The other issue that I want to address in this post is related to a bug with non-Latin characters in a WordPress URL. For example if you translated your website in Russian, it might be smart from a SEO perspective to have the URLs include Cyrillic characters, such as mysite.com/ru/кири́ллица. The problem is, if you do that, these pages might not get indexed in Google and linking to them might return 404 errors.

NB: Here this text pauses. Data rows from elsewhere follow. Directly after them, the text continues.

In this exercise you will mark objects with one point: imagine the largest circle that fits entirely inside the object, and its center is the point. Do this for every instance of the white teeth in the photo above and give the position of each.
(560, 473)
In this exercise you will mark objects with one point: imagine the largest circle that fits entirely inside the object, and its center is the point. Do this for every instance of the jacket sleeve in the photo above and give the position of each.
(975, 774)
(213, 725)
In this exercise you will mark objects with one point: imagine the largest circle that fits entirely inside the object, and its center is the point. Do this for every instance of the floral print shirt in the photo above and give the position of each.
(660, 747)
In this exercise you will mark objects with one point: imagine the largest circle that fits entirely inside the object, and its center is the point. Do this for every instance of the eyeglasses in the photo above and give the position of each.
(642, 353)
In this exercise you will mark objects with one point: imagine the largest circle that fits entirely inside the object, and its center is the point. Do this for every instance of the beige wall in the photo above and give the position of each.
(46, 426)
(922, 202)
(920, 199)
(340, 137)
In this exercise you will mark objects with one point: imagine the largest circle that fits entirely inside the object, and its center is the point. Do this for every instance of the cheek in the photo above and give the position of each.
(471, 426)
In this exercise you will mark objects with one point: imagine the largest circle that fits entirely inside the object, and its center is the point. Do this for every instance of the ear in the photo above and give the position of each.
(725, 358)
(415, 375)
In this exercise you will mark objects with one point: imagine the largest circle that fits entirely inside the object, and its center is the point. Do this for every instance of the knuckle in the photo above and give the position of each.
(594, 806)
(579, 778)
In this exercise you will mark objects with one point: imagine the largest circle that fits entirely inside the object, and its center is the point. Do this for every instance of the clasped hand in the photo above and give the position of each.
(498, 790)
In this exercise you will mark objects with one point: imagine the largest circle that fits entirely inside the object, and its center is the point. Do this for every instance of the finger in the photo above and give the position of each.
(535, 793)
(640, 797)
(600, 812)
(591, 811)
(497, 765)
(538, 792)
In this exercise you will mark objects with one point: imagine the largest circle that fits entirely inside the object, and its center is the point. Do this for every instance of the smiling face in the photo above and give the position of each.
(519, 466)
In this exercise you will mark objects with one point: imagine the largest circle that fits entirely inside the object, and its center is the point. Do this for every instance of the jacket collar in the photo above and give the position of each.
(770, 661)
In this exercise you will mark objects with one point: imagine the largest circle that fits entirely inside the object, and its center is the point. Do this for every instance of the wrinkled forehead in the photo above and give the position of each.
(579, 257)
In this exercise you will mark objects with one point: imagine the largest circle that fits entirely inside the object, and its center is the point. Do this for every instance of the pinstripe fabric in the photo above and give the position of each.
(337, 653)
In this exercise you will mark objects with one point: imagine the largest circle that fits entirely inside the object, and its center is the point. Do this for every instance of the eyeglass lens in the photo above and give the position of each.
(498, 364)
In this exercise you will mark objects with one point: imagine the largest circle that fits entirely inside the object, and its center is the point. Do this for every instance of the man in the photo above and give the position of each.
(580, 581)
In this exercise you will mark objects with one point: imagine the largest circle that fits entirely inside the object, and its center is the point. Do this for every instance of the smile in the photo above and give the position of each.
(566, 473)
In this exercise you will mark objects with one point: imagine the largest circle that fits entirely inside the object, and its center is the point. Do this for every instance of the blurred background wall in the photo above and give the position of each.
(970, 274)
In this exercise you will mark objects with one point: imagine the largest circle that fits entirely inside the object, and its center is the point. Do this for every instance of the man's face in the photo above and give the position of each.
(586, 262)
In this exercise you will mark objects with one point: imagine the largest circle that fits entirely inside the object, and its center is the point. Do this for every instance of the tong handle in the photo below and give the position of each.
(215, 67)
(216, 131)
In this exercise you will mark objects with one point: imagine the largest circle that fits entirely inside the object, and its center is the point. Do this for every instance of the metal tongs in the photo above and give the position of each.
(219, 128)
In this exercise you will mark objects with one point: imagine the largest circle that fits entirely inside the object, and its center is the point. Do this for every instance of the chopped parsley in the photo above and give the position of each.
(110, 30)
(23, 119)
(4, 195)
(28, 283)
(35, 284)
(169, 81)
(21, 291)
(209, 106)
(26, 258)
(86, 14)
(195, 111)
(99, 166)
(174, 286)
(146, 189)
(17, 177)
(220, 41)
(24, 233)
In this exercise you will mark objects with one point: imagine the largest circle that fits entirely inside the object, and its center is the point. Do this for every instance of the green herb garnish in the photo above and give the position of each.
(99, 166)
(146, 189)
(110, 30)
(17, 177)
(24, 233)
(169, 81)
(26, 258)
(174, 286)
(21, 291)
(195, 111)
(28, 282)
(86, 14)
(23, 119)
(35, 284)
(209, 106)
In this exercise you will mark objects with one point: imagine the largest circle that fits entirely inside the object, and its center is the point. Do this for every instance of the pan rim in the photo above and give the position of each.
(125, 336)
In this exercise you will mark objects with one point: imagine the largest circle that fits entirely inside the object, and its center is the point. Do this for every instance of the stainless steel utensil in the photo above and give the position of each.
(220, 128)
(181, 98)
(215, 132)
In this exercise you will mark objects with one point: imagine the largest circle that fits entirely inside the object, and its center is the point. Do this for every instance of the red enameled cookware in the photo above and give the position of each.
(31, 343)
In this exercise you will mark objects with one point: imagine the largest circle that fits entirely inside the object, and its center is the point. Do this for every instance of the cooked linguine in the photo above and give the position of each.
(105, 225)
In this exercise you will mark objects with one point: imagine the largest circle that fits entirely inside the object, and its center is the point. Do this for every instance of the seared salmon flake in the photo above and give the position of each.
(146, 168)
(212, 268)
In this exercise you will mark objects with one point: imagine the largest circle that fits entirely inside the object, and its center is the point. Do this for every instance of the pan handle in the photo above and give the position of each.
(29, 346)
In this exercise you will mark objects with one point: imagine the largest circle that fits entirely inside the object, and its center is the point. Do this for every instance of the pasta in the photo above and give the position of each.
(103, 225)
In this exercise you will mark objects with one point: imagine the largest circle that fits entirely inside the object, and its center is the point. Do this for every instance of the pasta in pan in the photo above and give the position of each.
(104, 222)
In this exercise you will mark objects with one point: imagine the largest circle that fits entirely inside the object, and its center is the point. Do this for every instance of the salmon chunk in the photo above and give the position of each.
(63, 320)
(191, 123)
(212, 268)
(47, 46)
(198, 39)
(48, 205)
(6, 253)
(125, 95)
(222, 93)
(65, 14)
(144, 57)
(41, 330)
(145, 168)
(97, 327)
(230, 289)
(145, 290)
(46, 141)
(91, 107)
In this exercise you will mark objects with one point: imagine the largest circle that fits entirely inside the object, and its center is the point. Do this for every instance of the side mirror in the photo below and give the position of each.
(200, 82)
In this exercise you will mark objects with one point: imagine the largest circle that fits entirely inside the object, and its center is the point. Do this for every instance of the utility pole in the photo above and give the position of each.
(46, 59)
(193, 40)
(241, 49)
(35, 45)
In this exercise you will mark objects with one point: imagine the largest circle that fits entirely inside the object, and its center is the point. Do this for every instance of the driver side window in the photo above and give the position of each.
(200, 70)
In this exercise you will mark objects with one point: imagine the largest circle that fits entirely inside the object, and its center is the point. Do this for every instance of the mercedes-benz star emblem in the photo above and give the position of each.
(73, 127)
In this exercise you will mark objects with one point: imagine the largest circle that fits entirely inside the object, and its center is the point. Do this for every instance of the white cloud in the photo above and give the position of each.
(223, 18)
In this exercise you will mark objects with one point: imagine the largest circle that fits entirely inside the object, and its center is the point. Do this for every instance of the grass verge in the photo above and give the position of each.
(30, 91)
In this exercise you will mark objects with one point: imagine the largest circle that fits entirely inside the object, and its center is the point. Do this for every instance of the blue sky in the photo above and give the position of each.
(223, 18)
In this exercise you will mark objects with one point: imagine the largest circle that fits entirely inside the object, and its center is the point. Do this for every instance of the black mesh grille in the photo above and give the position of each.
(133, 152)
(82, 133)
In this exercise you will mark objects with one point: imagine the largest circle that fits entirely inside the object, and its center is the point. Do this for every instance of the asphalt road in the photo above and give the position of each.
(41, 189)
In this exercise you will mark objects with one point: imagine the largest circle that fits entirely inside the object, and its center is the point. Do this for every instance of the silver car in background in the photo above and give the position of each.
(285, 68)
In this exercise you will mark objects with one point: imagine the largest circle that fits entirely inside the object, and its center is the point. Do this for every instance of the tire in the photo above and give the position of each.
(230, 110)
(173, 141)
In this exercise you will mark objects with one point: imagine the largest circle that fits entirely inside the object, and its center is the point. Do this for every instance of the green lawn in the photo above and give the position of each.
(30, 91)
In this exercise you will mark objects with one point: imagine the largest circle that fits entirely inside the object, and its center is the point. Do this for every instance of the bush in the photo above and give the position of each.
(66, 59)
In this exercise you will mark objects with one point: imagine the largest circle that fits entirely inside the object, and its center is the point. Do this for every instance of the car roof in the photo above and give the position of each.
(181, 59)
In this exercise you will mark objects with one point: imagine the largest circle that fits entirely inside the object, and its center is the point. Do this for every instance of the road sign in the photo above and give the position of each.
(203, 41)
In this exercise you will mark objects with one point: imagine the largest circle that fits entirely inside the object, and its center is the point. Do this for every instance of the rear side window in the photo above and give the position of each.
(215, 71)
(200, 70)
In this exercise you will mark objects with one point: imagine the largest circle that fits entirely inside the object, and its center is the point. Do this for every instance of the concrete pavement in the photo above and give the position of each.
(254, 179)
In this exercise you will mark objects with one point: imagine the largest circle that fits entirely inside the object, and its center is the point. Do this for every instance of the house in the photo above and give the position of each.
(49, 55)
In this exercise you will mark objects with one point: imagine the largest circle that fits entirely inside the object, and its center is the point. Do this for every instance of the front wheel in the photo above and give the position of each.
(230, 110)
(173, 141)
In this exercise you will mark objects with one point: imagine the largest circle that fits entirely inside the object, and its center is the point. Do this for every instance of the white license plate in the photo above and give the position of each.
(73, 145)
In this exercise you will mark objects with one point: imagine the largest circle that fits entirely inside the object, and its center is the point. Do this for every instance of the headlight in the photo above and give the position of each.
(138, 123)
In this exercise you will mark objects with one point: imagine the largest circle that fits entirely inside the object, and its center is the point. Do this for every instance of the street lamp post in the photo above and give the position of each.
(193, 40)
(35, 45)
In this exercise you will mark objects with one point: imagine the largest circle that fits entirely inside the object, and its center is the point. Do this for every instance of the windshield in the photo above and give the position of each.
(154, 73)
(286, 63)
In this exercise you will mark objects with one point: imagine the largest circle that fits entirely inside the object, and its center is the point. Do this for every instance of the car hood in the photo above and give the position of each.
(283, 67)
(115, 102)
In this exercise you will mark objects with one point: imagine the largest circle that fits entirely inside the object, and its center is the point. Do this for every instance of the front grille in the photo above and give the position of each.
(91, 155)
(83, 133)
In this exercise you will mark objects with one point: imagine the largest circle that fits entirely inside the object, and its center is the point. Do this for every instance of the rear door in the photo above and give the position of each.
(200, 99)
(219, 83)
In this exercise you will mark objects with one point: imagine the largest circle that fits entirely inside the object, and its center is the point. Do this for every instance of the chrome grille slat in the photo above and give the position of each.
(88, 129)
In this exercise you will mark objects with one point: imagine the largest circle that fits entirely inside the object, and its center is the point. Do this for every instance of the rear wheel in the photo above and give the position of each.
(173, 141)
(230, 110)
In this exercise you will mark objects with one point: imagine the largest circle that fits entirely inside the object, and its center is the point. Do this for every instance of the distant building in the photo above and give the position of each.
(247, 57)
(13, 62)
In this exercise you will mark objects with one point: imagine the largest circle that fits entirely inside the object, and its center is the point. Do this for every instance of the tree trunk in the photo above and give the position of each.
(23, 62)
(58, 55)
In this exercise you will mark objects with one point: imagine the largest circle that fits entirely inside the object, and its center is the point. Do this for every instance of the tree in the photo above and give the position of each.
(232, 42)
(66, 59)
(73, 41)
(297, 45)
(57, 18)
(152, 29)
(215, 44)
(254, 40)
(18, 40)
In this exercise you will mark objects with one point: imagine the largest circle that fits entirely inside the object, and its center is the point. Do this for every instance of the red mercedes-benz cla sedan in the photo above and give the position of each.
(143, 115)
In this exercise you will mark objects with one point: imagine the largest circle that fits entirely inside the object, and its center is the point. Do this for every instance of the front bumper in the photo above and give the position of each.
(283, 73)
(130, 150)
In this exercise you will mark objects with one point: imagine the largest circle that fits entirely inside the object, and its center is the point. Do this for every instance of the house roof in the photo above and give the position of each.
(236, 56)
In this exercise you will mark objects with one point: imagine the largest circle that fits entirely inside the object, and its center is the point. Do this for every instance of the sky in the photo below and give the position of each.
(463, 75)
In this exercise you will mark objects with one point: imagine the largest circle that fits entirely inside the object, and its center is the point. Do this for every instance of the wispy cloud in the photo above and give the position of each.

This seems to be because of a weird issue of WordPress accepting only lower-case percent-encoded hexidecimal URLs and many agents, such as browsers, encoding a URL such as mysite.com/ru/кириллица with upper-case hexidecimal. You could try different solutions, such as using lowering the case of urls from within httpd.conf (if you have access to it, namely you are not using shared hosting) or using rewrite rules from within .htaccess. What I found the easiest solution however (after which all links worked and I successfully submitted all my links for indexing through Webmasters Tools) is:
In wp-includes/class-wp.php
Replace
$req_uri = str_replace($pathinfo, ”, $req_uri);
with
$req_uri = str_replace($pathinfo, ”, strtolower($req_uri));
After you have completed this and resubmitted your pages for indexing, you can double-check that it worked by googling “site:mysite.com” and examining all pages that Google indexed.
Thank you so much for:
$req_uri = str_replace($pathinfo, ”, strtolower($req_uri));
You are the man!
Still bummed about the need to change this every time WordPress will update and overwrite this file though.